Paul Sakoilsky: A New Year’s Message from the dark times

- at a time of bankers
to exercise a little charity;
at a time of soldiers
to cultivate small gardens;
at a time of categorical imperatives
to guess about clouds;
at a time of politicians
to trust only to children and demigods.

(George Barker, from Anno Domini, 1983)[1]

La Bouche: So, what exactly is the dark times?

A multi-mediated ‘art’ project, an aesthetico-theoretical, political, (with a small ‘p’) conceit, and most of all, a way of being, seeing, making, doing – and let me just add the obvious, without darkness, no perception of light; and the fact evident to anyone with any knowledge of the work, there is always the ever needed, ever present sense of humour, of laughter.

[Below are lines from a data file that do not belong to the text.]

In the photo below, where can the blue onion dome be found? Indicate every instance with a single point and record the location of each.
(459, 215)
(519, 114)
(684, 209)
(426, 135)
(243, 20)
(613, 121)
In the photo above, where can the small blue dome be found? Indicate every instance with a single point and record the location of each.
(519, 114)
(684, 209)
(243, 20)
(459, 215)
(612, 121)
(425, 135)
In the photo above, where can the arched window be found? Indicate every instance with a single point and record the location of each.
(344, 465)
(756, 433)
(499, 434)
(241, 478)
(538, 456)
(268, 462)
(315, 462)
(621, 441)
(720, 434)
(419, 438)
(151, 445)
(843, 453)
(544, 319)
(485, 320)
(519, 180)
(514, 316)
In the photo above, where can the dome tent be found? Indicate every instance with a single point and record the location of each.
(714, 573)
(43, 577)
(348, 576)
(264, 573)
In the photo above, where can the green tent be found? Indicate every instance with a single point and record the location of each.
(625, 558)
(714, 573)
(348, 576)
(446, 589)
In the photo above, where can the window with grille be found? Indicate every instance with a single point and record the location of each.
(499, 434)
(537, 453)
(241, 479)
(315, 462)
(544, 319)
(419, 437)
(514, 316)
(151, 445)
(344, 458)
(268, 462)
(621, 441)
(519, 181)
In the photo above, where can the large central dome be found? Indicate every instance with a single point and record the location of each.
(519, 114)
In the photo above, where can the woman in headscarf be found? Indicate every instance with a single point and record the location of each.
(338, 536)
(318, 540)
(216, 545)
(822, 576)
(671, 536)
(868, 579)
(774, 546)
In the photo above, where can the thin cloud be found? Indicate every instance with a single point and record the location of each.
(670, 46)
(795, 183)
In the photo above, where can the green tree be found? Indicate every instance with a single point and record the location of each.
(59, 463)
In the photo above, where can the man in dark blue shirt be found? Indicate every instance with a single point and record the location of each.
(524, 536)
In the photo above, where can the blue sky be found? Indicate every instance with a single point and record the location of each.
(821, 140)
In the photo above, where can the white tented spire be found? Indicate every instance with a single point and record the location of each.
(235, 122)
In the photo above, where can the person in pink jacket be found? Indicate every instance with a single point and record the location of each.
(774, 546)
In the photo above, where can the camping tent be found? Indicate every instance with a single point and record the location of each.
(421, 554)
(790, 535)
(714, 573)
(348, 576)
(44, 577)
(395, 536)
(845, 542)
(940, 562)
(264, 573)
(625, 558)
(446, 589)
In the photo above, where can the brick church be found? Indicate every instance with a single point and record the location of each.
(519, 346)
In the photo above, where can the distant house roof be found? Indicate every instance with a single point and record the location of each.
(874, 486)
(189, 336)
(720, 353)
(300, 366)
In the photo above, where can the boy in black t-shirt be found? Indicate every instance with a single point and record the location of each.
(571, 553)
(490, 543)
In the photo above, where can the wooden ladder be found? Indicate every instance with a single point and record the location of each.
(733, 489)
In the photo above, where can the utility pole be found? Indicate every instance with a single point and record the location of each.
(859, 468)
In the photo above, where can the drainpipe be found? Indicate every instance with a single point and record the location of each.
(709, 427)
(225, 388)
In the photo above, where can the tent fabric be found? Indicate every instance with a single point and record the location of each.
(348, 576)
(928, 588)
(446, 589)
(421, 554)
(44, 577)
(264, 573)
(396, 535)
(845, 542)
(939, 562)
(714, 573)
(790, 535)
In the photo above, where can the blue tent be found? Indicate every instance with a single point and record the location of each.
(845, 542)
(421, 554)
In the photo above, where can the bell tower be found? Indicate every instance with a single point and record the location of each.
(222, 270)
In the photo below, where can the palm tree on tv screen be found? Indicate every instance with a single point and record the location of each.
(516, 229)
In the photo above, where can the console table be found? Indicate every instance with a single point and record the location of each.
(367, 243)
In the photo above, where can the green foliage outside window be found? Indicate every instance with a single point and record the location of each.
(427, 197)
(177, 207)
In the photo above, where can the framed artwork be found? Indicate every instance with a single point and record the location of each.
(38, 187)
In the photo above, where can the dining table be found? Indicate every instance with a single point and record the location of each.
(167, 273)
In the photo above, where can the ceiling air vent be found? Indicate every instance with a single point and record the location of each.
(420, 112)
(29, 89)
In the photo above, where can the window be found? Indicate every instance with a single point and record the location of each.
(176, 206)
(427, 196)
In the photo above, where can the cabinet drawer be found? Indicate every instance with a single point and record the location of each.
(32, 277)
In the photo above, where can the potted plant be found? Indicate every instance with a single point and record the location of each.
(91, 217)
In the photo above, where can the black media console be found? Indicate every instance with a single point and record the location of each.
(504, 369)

It started simply enough: whilst painting a canvas for the first time in many years, in an absolutely freezing apartment/come-studio in Deptford, I was using one of those shitty free London tabloid papers to clean my palette knife/brush and started doodling, and then wrote on it, the dark times: London’s only truly independent newspaper. I believe this was at the end of 2006? But the project had it’s first full blown realisation at the ‘Climate of Change’ exhibition in Union Street[2] in 2007, where as artist-in-residence and building security (along my Staffordshire terrier), I set up the first dark times: press office.

At it’s centre stands an ongoing series of hundreds of over-painted and collaged tabloid newspapers from 2006 onwards. Since then, there have been various installations and ‘press offices’, performances, objects, paintings and dialogues in UK and Europe, as well as a curatorial extension which included the first ‘dark times: newspaper’ in F-ish Gallery, Sussex, England. This included, both in the show and publication, emerging and established artists whose work fitted the overall schemata. The project continues to expand (as with the ‘blow-up’ series, where, taking an original dark times ‘paper’, I blow it up as a large scale painting. There are also offshoots such as ‘My Hole’ and ‘the bright times’ series.

There is, of course, a myth going around that the dark times is a newspaper – a publication. I admit having had a hand in this, having styled myself from the start as Editor of the dark times. Often asked, as here, “what are the dark times?” I generally raise my arms, look around, and say, well, isn’t it obvious? I edit this. On the other hand, to make things ‘simpler’, there will be further publications – in 2012, finally a new dark times newspaper, which will then be put out online, as well as a limited edition box-set including both the publication and a set artists’ prints. I am also currently at work on other series/projects and painting a great deal, all of which, inevitably in one way or another, intersect in some way with the dark times. I even considered killing off the dark times awhile back, but then, in such times as we’re in now… and as a friend pointed out, who was very much in the majority camp, of you can’t do that, “you can’t kill off an idea”.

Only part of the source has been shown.